Consequently, i am proceeding as follows:
  1. Reviving Housing as a stub for an article (rather than as a Dab), and transferring there the material that most obviously is not about the house, the housing concept of usually free-standing buildings, roughly single-family in capacity, traditionally constructed either independently of neighboring structures or with limited consultation about maintaining access, and usually vertical-walled and peaked-roofed.
  2. Simply removing material about other housing-related senses of "house", rather than undertaking to decide whether there is enough material beyond dict-defs, to justify an article on House (word) and/or one on the relationship between House and home.
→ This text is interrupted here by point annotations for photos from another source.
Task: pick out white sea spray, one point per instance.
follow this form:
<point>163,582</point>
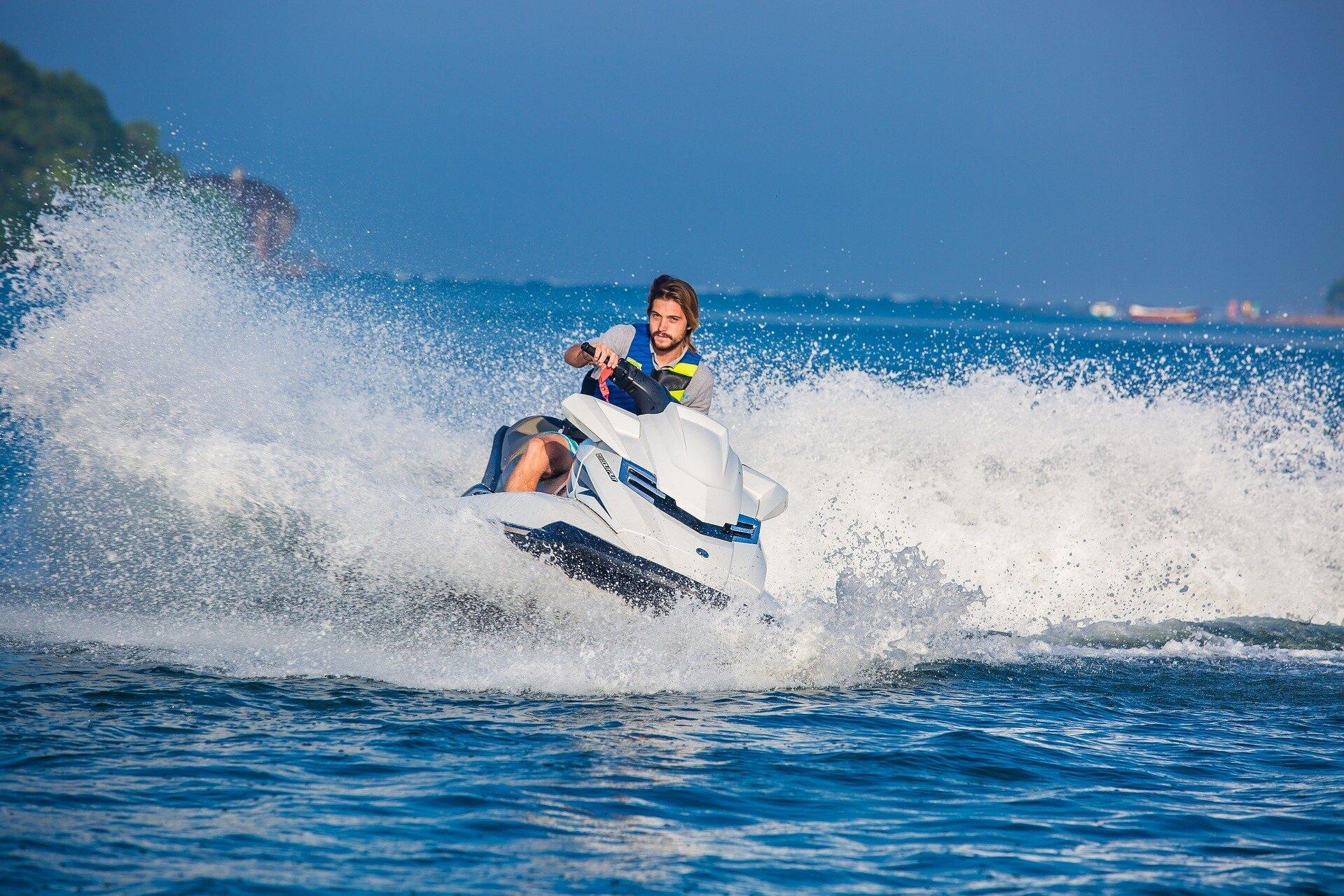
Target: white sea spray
<point>253,477</point>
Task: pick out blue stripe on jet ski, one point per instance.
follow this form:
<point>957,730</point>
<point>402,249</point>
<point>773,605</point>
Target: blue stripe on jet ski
<point>644,484</point>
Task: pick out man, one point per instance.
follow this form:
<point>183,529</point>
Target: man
<point>664,351</point>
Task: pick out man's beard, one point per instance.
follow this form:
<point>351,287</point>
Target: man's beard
<point>655,339</point>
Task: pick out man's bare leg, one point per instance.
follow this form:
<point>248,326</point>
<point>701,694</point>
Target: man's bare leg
<point>543,457</point>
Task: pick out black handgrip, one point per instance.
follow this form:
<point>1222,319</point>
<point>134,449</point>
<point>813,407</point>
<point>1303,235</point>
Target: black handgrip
<point>649,396</point>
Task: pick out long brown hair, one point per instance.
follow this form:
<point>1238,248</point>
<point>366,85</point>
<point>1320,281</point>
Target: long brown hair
<point>678,290</point>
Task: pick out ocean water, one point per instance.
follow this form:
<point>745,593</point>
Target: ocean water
<point>1061,603</point>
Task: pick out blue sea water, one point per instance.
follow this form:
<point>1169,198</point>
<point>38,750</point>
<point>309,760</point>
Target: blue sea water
<point>1060,601</point>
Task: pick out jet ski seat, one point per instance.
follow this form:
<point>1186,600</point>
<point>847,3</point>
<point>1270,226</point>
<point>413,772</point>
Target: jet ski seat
<point>508,447</point>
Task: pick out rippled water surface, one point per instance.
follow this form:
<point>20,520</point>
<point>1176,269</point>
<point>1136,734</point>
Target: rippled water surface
<point>1139,774</point>
<point>1058,603</point>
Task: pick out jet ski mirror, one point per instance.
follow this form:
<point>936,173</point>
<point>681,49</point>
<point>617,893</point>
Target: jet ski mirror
<point>649,396</point>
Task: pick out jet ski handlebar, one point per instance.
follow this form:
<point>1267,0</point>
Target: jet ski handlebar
<point>649,396</point>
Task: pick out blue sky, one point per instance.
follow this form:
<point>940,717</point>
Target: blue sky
<point>1154,152</point>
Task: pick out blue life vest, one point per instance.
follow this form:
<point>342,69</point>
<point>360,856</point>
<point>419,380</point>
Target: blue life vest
<point>674,379</point>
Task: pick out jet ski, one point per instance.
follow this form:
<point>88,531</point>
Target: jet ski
<point>658,505</point>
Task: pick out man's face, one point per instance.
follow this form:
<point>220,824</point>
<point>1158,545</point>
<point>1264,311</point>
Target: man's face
<point>667,324</point>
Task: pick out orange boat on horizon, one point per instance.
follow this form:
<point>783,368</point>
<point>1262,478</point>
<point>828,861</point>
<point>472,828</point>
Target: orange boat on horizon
<point>1145,315</point>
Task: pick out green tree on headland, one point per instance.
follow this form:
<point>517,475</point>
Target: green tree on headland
<point>54,125</point>
<point>1335,298</point>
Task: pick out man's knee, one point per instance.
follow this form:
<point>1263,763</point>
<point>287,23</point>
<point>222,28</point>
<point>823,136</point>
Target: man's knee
<point>535,453</point>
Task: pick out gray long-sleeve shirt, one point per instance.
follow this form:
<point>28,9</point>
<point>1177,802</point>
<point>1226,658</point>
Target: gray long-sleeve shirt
<point>699,391</point>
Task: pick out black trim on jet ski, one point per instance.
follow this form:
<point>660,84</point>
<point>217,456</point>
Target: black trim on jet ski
<point>586,556</point>
<point>646,486</point>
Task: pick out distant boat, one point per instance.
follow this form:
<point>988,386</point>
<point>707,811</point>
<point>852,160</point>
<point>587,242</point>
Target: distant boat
<point>1146,315</point>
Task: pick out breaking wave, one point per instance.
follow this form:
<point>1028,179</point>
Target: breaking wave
<point>261,476</point>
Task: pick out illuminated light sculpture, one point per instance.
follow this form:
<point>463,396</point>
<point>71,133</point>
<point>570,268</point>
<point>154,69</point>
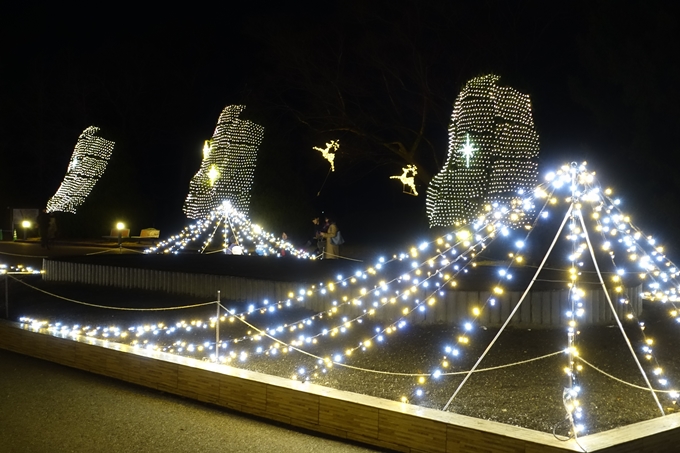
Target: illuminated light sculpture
<point>239,236</point>
<point>493,151</point>
<point>591,218</point>
<point>88,163</point>
<point>408,181</point>
<point>328,152</point>
<point>228,165</point>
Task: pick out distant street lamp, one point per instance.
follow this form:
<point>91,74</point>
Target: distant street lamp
<point>26,224</point>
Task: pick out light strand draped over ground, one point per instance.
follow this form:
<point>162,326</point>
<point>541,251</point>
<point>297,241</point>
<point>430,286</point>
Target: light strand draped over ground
<point>88,163</point>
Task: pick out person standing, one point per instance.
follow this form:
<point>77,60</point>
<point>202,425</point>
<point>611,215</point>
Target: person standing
<point>331,251</point>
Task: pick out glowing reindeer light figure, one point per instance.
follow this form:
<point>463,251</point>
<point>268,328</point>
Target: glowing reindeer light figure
<point>408,181</point>
<point>333,146</point>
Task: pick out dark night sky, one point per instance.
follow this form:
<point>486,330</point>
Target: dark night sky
<point>602,77</point>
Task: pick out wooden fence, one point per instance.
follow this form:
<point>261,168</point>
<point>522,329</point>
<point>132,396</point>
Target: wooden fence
<point>385,424</point>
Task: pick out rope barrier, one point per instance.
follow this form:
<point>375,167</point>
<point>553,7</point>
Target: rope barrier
<point>107,306</point>
<point>621,380</point>
<point>390,373</point>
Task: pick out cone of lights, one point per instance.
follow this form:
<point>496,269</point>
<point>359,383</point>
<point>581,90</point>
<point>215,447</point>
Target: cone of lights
<point>87,165</point>
<point>227,230</point>
<point>493,148</point>
<point>228,166</point>
<point>601,242</point>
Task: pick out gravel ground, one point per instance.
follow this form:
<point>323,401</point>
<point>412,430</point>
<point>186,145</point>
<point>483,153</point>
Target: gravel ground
<point>527,395</point>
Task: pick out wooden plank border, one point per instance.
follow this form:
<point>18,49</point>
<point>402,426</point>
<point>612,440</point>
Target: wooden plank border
<point>385,424</point>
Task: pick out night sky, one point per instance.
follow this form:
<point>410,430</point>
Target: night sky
<point>602,76</point>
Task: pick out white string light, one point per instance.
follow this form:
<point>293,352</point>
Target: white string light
<point>88,163</point>
<point>228,166</point>
<point>493,147</point>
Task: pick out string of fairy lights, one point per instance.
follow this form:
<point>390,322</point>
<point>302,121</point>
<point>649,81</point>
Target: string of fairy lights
<point>87,165</point>
<point>492,158</point>
<point>239,236</point>
<point>432,269</point>
<point>228,165</point>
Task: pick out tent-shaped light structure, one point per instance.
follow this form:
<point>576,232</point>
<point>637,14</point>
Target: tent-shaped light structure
<point>493,147</point>
<point>88,163</point>
<point>233,231</point>
<point>228,166</point>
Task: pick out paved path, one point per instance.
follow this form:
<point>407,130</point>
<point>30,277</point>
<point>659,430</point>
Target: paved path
<point>49,408</point>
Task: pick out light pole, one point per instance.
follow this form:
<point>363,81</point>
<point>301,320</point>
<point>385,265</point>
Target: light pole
<point>26,224</point>
<point>120,226</point>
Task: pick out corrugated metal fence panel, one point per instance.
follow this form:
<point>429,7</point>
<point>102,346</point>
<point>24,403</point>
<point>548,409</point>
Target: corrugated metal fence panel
<point>539,308</point>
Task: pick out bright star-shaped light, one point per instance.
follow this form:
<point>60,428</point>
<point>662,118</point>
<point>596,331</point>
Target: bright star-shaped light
<point>213,174</point>
<point>467,150</point>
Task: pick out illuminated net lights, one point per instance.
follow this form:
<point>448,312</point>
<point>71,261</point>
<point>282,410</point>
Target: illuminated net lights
<point>327,338</point>
<point>493,151</point>
<point>233,232</point>
<point>88,163</point>
<point>228,166</point>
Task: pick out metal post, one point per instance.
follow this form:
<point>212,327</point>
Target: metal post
<point>6,296</point>
<point>217,329</point>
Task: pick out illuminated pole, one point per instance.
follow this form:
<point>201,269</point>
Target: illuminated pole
<point>217,329</point>
<point>26,225</point>
<point>119,227</point>
<point>6,296</point>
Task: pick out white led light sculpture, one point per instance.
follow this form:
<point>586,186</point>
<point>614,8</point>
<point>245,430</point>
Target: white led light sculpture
<point>87,165</point>
<point>493,151</point>
<point>228,166</point>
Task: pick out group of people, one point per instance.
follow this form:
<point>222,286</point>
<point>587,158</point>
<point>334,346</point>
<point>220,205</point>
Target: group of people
<point>324,235</point>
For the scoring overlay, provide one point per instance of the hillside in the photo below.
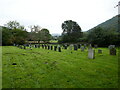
(109, 24)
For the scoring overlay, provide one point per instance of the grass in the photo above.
(41, 68)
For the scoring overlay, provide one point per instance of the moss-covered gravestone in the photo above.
(112, 50)
(91, 53)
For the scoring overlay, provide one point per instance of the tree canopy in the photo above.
(71, 31)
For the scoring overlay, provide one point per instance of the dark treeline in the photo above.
(14, 33)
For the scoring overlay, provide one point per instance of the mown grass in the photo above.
(41, 68)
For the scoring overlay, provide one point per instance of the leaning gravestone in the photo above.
(112, 50)
(95, 46)
(48, 47)
(24, 47)
(75, 47)
(99, 51)
(91, 53)
(59, 48)
(51, 47)
(65, 46)
(85, 46)
(71, 46)
(55, 48)
(82, 48)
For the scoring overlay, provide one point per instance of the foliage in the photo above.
(102, 37)
(71, 31)
(13, 33)
(40, 68)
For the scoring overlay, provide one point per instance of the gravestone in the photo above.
(48, 47)
(79, 46)
(24, 47)
(112, 51)
(85, 46)
(55, 48)
(71, 46)
(59, 49)
(111, 46)
(99, 51)
(39, 46)
(91, 53)
(42, 46)
(65, 46)
(82, 48)
(95, 46)
(51, 47)
(75, 47)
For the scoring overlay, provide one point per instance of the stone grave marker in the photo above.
(71, 46)
(48, 47)
(95, 46)
(82, 48)
(75, 47)
(51, 47)
(55, 48)
(99, 51)
(91, 53)
(59, 48)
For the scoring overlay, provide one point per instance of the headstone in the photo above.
(39, 46)
(65, 46)
(75, 47)
(99, 51)
(71, 46)
(24, 47)
(82, 48)
(59, 49)
(55, 48)
(95, 46)
(48, 47)
(111, 46)
(112, 51)
(51, 47)
(85, 46)
(79, 45)
(43, 46)
(91, 53)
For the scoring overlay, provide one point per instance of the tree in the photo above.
(44, 35)
(13, 33)
(14, 25)
(103, 37)
(71, 31)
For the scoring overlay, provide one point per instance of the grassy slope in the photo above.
(40, 68)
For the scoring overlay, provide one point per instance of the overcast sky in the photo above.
(51, 14)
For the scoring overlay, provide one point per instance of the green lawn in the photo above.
(40, 68)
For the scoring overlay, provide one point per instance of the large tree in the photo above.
(44, 35)
(71, 31)
(13, 32)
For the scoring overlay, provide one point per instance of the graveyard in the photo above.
(46, 67)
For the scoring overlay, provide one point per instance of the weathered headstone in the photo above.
(79, 46)
(51, 47)
(112, 51)
(48, 47)
(82, 48)
(75, 47)
(59, 49)
(65, 46)
(91, 53)
(99, 51)
(85, 46)
(71, 46)
(24, 47)
(55, 48)
(95, 46)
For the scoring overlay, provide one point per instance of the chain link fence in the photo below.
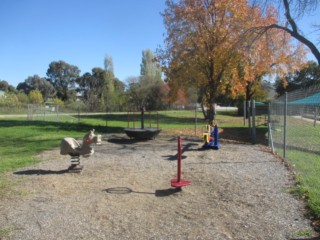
(294, 123)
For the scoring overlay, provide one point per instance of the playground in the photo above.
(240, 191)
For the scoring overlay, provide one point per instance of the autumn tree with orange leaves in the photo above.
(208, 47)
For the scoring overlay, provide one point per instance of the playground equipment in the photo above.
(178, 182)
(71, 147)
(211, 137)
(142, 133)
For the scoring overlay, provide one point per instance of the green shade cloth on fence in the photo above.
(311, 100)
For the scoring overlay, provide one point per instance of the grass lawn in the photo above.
(21, 140)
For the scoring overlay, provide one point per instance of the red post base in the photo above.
(178, 182)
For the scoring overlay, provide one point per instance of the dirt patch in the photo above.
(238, 192)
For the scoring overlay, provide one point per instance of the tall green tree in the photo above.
(145, 90)
(306, 77)
(149, 66)
(63, 76)
(35, 97)
(292, 11)
(110, 94)
(6, 87)
(35, 82)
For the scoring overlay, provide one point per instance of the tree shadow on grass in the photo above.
(40, 172)
(243, 135)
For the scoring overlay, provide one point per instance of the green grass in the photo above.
(22, 140)
(302, 152)
(307, 166)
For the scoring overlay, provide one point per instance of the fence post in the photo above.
(269, 124)
(315, 115)
(196, 119)
(244, 112)
(248, 113)
(253, 108)
(285, 125)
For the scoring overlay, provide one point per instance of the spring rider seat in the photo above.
(71, 147)
(210, 137)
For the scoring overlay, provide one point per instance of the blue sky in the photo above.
(33, 33)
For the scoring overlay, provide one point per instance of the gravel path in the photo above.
(238, 192)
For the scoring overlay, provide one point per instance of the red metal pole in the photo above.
(179, 159)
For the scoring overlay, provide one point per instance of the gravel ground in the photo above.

I'll collect that material on this talk page for the convenience (with the accompanying vandalism-ridden page, where the history of reversion of vandalism obscures that of article development) of interested editors.
  3. I'm considering working up an extract from the article's history, essentially a faked-up edit-history page, with all the vandalistic edits ignored.
  4. The massive "See also" section is symptomatic of inadequate editing; most of these should be replaced by prose references to the articles in question, and the rest, on an individual basis, either eliminated unless the need for their retention there can be explained on this talk page.
--Jerzyt 06:22, 13 March 2008 (UTC)
  • I should mention that there may be longstanding material in House that is not about houses per se, but merely about functions inherent to housing that must be fulfilled whether it is provided by apartment buildings, hotels, group housing, portable dwellings, or (in rudimentary fashion) by street living. Those functions belong in this article only where their fulfillment is substantially different bcz it's done in a house rather than in other forms of housing.